Terdengar tawa nenek Teruko. Sambil bangkit
berdiri perempuan tua ini berkata, "Mata
kalian cukup tajam! Gaijin, perlihatkan dirimu
yang asli!"
Si "anak buah" lalu buka baju dan pakaian
merahnya. Di balik pakaian merah itu ternyata
ada sehelai pakaian putih. Baju yang tidak
terkancing memperlihatkan dada penuh otot.
Di dada itu terpampang rajah tiga buah
angka. Orang ini pergunakan baju merah yang
barusan dibukanya untuk menyeka wajahnya
yang berlumuran pupur merah dan juga
membersihkan rambutnya. Kelihatan kini
wajahnya, ternyata wajah seorang pemuda
asing!
Walau wajah itu bersih dan kelihatan jelas
kini, namun baik Sumio maupun nenek Arashi
tetap tidak mengenali karena sebelumnya
mereka memang belum pernah melihat orang
ini. Namun sesaat kemudian nenek Arashi
mulai dapat menduga-duga.
"Kau yang jadi pimpinan orang-orang Lembah
Hozu?!" tiba-tiba pemuda itu maju satu
langkah ke hadapan Sumio dan ajukan
pertanyaan.
Meledaklah amarah Sumio Matsuura.
Tangannya bergerak hendak mencabut pedang
tapi nenek Arashi memberi isyarat. Perempuan
ini lalu maju ke hadapan si pemuda lalu
menegur, "Apakah kau orangnya yang
digembar-gemborkan sebagai Penguasa
Gunung Fuji?"
"Kau memang tengah berhadapan dengan
Pendekar Gunung Fuji, Arashi!" yang
menjawab adalah nenek Teruko.
"Bangsat tua! Diam!" hardik Arashi. "aku
tidak bertanya padamu!" lalu dia berpaling
pada si pemuda, "Jawab pertanyaanku!"
Yang ditanya menyeringai. "Siapapun diriku
tidak perlu dipersoalkan! Jika kalian semua
mau selamat, bebaskan Kenichi, serahkan dua
pembunuh Hiroto Yamazaki. Setelah itu kalian
boleh pergi dari sini!"
Nenek Arashi pelototkan matanya lalu tertawa
bergelak. Sumio Matsuura juga ikut tertawa
bekakakan. "Seekor rubah kesasar yang masih
bau apak mau jual lagak di depanku!"
mengejek nenek Arashi.
"Jauh-jauh kesasar ke mari hanya untuk
mengantar nyawa!" menimpali Sumio.
"Perlihatkan kehebatanmu padaku!" tantang
Arashi.
"Kau meminta!
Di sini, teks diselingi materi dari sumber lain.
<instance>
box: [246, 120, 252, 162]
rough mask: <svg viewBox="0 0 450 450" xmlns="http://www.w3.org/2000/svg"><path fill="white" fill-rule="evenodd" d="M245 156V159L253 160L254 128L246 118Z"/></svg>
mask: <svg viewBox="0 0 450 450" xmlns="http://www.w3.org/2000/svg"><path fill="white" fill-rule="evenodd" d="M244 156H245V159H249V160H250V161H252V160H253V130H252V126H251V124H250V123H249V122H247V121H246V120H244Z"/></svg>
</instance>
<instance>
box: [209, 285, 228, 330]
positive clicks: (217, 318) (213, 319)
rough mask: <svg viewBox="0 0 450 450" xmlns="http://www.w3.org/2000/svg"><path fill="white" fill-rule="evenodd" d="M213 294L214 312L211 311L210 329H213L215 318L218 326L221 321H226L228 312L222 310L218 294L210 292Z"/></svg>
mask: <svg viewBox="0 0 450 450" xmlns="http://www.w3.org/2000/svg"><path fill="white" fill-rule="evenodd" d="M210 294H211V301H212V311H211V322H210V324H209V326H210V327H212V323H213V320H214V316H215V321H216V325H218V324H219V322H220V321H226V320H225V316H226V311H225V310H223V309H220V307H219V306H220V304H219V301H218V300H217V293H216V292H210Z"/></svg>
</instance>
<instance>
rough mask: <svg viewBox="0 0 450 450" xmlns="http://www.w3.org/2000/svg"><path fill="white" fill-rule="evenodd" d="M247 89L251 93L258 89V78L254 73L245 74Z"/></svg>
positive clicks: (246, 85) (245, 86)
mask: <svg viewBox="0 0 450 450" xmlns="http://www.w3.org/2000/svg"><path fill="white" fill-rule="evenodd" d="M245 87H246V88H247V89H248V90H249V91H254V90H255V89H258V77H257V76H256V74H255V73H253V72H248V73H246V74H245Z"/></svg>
Aku mengabulkan!" sahut si
pemuda. Laksana kilat tangannya menyelinap
ke pinggang. Lalu berkilatlah sinar putih
panas menyilaukan. Hanya sesaat, karena
sesaat kemudian pemuda itu lenyap dari
hadapan Sumio dan Arashi. Lalu terdengar
suara menderu dahsyat laksana ribuan tawon
mengamuk. Menyusul terdengar suara jeritan
dua orang Lembah Hozu yang bersama-sama
dengan Masashigi tengah mengancam Kunio
Ota dengan pedang.
Kedua orang itu roboh ke tanah mandi darah,
sedang Masashigi Sakaji masih untung
sempat melompat. Tapi wajahnya tampak
seputih kain kafan ketika melihat bagaimana
pakaiannya di bagian dada robek besar
disambar senjata, entah senjata apa!
Semua orang Lembah Hozu yang ada di
tempat situ sama terkesiap dan ternganga.
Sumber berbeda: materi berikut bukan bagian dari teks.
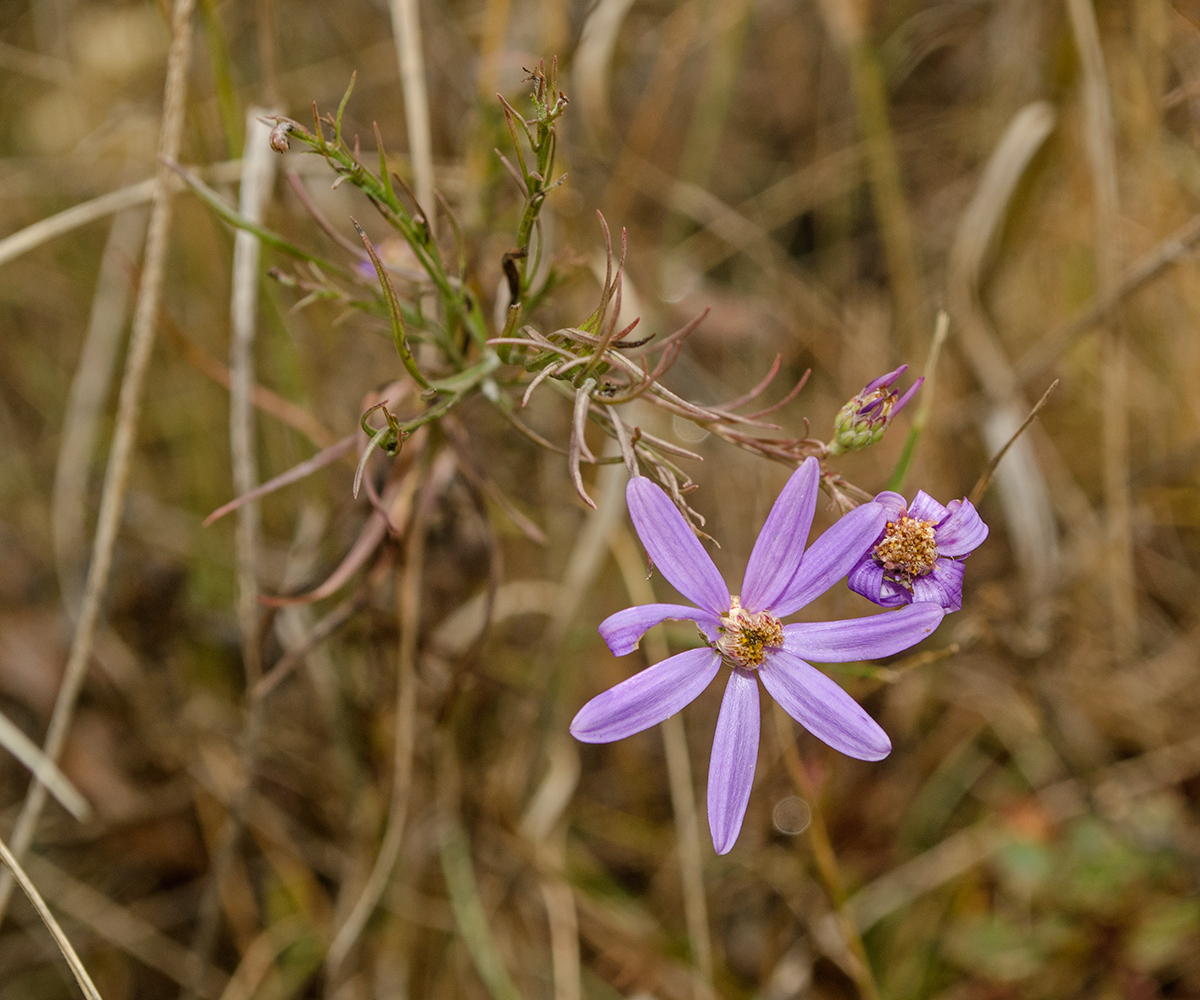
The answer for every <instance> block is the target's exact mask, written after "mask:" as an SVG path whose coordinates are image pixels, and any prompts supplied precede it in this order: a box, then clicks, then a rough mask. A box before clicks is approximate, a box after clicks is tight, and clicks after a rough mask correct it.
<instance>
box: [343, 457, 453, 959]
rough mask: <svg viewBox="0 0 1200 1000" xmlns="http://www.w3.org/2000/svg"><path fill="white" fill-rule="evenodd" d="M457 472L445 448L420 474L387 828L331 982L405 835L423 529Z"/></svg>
mask: <svg viewBox="0 0 1200 1000" xmlns="http://www.w3.org/2000/svg"><path fill="white" fill-rule="evenodd" d="M454 473H455V461H454V455H452V454H451V453H450V451H444V453H443V454H440V455H438V457H437V459H434V460H433V463H432V466H431V468H430V469H428V474H427V475H426V477H424V483H422V489H421V495H420V498H419V501H418V505H416V515H415V516H414V519H413V525H412V527H410V528H409V533H408V544H407V546H406V551H404V569H403V571H402V574H401V579H400V582H398V585H397V587H396V617H397V619H398V624H400V657H398V666H397V671H396V672H397V676H396V736H395V744H394V756H392V786H391V803H390V807H389V810H388V827H386V830H385V831H384V838H383V843H382V844H380V846H379V854H378V856H377V857H376V862H374V866H373V867H372V869H371V874H370V876H368V878H367V881H366V885H365V886H364V887H362V890H361V892H360V893H359V894H358V898H356V899H355V900H354V904H353V906H352V908H350V911H349V914H348V915H347V917H346V920H344V921H343V922H342V926H341V927H338V928H337V934H336V935H334V941H332V944H331V945H330V946H329V952H328V954H326V956H325V970H326V975H328V977H329V980H330V982H337V977H338V972H340V970H341V968H342V963H343V962H344V960H346V957H347V954H348V953H349V951H350V948H352V947H353V946H354V942H355V941H356V940H358V939H359V935H360V934H361V933H362V928H364V927H365V926H366V922H367V918H368V917H370V916H371V914H372V912H373V911H374V908H376V906H377V905H378V904H379V897H380V896H382V894H383V891H384V888H385V887H386V885H388V880H389V879H390V878H391V872H392V868H394V867H395V864H396V858H397V857H398V856H400V848H401V843H402V840H403V836H404V821H406V819H407V816H408V803H409V798H410V797H412V778H413V749H414V739H415V717H416V639H418V634H419V621H420V613H421V586H422V582H421V581H422V574H424V573H425V532H426V529H427V525H428V521H430V517H432V515H433V508H434V505H436V504H437V501H438V498H439V497H440V495H442V493H443V492H444V491H445V489H446V486H449V484H450V480H451V479H452V477H454Z"/></svg>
Mereka memandang pada pemuda asing
berambut gondrong yang tegak sambil
memegang sebilah senjata berupa kapak
bermata dua! Tiba-tiba Sumio sadar. Dia
tiba-tiba berteriak pada orang-orang yang
ada di sana. "Jangan diam saja, cincang
pemuda asing ini!"
Lalu Sumio mencabut pedangnya. Masashigi
yang barusan lolos dari maut sesaat tampak
ragu.
Namun kemudian segera maju mendekati si
pemuda dengan pedang di tangan. Minoru
Shirota datang dari jurusan lain juga
membekal sebilah katana. Lalu ada enam
orang lainnya yang ikut mengurung lawan
tunggal itu, sementara Sumio kembali
berteriak. "Kalian tunggu apa lagi, cincang
dia!"
"Tunggu!" tiba-tiba nenek Arashi keluarkan
suara. Tubuhnya yang bungkuk melangkah,
sengaja mengelilingi pemuda di hadapannya
beberapa kali. "Cuma orang begini, kenapa
kalian capaikan diri turun tangan. Biar aku
yang membereskannya!"
Habis berkata begitu, nenek Arashi pukulkan
tongkat bambu merah biru ke arah si pemuda.
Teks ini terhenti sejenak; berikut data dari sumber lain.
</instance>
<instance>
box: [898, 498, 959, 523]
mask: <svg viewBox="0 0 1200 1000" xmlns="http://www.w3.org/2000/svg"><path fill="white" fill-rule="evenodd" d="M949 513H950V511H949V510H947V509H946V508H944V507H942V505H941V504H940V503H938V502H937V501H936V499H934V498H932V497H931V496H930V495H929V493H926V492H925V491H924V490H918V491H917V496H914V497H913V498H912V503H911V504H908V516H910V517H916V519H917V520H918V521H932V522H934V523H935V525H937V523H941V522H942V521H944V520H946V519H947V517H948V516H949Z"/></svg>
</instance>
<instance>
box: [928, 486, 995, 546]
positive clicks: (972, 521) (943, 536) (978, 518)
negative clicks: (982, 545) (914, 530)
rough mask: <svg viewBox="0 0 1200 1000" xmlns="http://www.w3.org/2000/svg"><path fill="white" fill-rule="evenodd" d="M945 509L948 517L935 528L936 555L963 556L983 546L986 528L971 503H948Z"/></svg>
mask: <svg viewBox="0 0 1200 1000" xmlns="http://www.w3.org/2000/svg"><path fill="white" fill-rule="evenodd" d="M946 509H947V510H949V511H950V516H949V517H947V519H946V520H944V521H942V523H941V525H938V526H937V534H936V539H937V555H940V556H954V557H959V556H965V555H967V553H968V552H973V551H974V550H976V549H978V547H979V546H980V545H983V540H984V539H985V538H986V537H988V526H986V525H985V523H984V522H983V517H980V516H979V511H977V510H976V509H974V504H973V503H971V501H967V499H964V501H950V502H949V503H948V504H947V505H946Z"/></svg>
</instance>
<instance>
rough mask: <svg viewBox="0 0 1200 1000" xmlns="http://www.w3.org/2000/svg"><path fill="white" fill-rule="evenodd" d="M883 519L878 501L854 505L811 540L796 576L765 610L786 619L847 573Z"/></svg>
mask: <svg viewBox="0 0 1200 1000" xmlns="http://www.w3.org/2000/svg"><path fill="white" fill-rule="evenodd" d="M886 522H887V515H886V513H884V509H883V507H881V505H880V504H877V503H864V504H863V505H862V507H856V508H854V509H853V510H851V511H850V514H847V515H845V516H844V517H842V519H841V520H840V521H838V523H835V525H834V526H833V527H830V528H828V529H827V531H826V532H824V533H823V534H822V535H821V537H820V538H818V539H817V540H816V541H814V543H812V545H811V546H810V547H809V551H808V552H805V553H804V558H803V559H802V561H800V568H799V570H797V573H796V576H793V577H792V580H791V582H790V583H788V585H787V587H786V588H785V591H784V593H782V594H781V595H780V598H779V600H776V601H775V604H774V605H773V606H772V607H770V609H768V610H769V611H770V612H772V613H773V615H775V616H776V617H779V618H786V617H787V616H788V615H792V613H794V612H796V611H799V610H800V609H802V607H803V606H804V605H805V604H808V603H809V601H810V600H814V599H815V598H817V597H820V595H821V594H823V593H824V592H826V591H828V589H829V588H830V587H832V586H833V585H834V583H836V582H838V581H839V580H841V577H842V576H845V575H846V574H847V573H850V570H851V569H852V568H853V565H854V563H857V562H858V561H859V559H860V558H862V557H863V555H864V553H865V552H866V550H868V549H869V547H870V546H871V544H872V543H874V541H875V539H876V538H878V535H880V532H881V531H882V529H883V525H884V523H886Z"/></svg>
Terdengar letupan halus disertai munculnya
dua sinar terang, satu biru dan lainnya merah.
Dua sinar ini terpecah menjadi masing-
masing selusin. Nenek Arashi kembali
pukulkan tongkatnya. Duapuluh empat sinar
tiba-tiba berubah jadi potongan-potongan
tangan berkuku panjang yang secara serentak
menyerbu si pemuda. Yang mengerikan,
potongan-potongan tangan itu di bagian
pergelangannya tampak seperti terpotong dan
mengeluarkan darah!
"Ilmu iblis apa ini!" maki si pemuda yang
tentunya Pendekar 212 Wiro Sableng adanya.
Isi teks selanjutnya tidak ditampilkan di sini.